Launched in Shanghai in June 2001, the SCO has eight full members, including its six founding members, China, Kazakhstan, Kyrgyzstan, Russia, Tajikistan and Uzbekistan. India and Pakistan joined as full members in 2017.
SCO observer states include Afghanistan, Belarus, and Mongolia, while Dialogue partners include Cambodia, Nepal, Sri Lanka, Turkey, as well as Armenia and Azerbaijan.
Xi Jinping Flies Out Of China For First Time After Pandemic
This year’s SCO meet is also in highlight as the Chinese president Xi Jinping will attend the meeting in-person. Xi has not left China after January 2020 when the Covid-19 pandemic started, therefore the sudden announcement of his participation shedding his Covid concerns has created a buzz.
On Wednesday, Xi for the first time in over two years flew out of China. He travelled to Kazakhstan on his first state-visit since January 2020 from there he would travel to neighbouring Uzbekistan to take part in the Samarkand summit.
China kept his programme under wraps and declined to confirm reports of Xi's meetings with Putin and Modi on the sideline. Although the pullback of Chinese troops from Petrol Point 15 at Gogra and Hot Spring along the eastern Ladakh border has given rise to speculations about a Modi-Xi meeting on the sidelines of the summit.
Inclusion Of Iran
The Samarkand summit will also mark the second recent expansion of the organisation as Iran will be formally included into the influential Central Asian grouping after India and Pakistan became its members in 2017. After the formalities, Iran will attend the next summit to be held in India.

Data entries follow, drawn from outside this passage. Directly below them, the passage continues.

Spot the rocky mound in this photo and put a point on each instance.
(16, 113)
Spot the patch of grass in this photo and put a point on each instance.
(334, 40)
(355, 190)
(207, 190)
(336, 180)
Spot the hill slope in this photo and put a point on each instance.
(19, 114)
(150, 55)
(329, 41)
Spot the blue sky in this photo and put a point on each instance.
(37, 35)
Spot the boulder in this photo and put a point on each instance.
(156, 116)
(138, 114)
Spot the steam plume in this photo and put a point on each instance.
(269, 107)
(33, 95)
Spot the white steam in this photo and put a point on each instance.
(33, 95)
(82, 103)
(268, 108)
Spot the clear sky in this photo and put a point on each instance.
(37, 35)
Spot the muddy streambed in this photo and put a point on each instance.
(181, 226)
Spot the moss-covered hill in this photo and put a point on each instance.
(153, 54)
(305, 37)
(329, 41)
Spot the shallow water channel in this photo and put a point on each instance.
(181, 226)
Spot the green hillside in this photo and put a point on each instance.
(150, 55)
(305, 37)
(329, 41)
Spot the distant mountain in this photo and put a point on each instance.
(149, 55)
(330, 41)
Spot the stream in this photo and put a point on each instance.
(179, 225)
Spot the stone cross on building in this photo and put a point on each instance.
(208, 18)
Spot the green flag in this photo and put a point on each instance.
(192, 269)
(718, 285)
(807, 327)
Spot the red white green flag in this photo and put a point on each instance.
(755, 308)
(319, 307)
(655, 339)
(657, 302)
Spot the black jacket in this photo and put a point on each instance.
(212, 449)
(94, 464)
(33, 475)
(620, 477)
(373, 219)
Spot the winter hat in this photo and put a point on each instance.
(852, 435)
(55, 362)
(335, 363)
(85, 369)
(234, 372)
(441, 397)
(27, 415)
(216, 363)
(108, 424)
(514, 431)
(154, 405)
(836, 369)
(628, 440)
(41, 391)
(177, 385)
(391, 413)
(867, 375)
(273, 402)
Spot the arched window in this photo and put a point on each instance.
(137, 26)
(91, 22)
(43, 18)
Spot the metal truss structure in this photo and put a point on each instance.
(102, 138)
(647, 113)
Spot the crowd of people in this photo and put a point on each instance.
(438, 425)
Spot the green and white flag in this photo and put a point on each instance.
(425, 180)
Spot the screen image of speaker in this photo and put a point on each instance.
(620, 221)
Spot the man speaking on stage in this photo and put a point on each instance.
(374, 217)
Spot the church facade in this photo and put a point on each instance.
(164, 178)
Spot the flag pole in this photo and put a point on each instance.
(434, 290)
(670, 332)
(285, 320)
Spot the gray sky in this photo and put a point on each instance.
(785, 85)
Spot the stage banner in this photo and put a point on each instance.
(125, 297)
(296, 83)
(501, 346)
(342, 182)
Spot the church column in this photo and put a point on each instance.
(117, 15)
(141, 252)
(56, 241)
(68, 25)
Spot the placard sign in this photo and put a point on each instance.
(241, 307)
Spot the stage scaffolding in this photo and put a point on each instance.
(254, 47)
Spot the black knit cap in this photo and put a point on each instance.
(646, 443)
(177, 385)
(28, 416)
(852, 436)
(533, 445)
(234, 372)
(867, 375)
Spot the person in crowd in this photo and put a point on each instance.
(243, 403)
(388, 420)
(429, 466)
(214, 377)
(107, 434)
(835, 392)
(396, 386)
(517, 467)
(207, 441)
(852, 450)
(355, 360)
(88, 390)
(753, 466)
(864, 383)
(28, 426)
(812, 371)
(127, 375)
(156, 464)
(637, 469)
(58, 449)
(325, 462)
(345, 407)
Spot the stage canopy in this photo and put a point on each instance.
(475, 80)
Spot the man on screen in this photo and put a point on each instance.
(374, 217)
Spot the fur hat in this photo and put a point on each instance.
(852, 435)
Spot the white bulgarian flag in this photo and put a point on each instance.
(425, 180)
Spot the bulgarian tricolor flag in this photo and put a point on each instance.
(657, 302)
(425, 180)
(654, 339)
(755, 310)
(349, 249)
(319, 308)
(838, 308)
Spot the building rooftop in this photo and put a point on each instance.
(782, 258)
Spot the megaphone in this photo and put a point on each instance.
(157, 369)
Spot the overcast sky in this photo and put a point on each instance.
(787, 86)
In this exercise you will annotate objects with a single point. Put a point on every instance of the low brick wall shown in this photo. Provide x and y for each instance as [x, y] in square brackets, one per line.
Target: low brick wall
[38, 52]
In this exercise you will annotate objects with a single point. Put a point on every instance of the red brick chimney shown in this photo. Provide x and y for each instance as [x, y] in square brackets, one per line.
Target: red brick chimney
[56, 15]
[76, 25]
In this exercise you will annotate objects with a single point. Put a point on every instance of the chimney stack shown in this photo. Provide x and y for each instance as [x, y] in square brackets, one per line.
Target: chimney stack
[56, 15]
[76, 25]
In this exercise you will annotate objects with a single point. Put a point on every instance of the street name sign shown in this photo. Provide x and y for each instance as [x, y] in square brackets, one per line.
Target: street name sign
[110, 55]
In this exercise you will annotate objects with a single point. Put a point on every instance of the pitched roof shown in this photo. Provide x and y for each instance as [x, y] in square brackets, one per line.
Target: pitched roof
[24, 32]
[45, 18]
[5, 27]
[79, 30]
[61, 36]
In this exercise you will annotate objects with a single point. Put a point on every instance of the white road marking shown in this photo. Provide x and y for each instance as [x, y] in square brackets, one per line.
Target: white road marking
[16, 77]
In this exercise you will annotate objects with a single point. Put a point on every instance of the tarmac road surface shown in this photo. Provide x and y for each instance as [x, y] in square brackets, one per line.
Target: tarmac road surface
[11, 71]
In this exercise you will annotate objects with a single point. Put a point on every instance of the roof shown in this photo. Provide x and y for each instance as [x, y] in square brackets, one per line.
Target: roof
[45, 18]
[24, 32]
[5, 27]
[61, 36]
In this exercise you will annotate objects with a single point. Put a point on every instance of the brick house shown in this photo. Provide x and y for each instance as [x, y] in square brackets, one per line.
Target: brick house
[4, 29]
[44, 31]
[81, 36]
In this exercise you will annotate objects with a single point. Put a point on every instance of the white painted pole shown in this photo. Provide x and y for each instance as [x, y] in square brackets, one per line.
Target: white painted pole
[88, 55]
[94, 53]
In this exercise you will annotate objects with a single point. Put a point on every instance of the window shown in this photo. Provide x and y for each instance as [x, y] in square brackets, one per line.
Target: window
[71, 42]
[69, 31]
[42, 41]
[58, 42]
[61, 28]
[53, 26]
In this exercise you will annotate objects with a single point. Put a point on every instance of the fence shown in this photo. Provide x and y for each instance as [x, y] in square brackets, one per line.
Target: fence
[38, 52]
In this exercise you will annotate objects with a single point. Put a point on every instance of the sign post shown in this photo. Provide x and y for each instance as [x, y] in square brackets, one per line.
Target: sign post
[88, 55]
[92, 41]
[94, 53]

According to SCO officials Belarus, a close ally of Russia, has applied for full membership and is expected to join the grouping soon.
Besides the eight SCO leaders, heads of the state of Iran, Mongolia, Turkmenistan, Azerbaijan and Armenia, the two countries which are locked in military conflict, are due to be present at the Samarkand summit making it a huge conclave, officials said.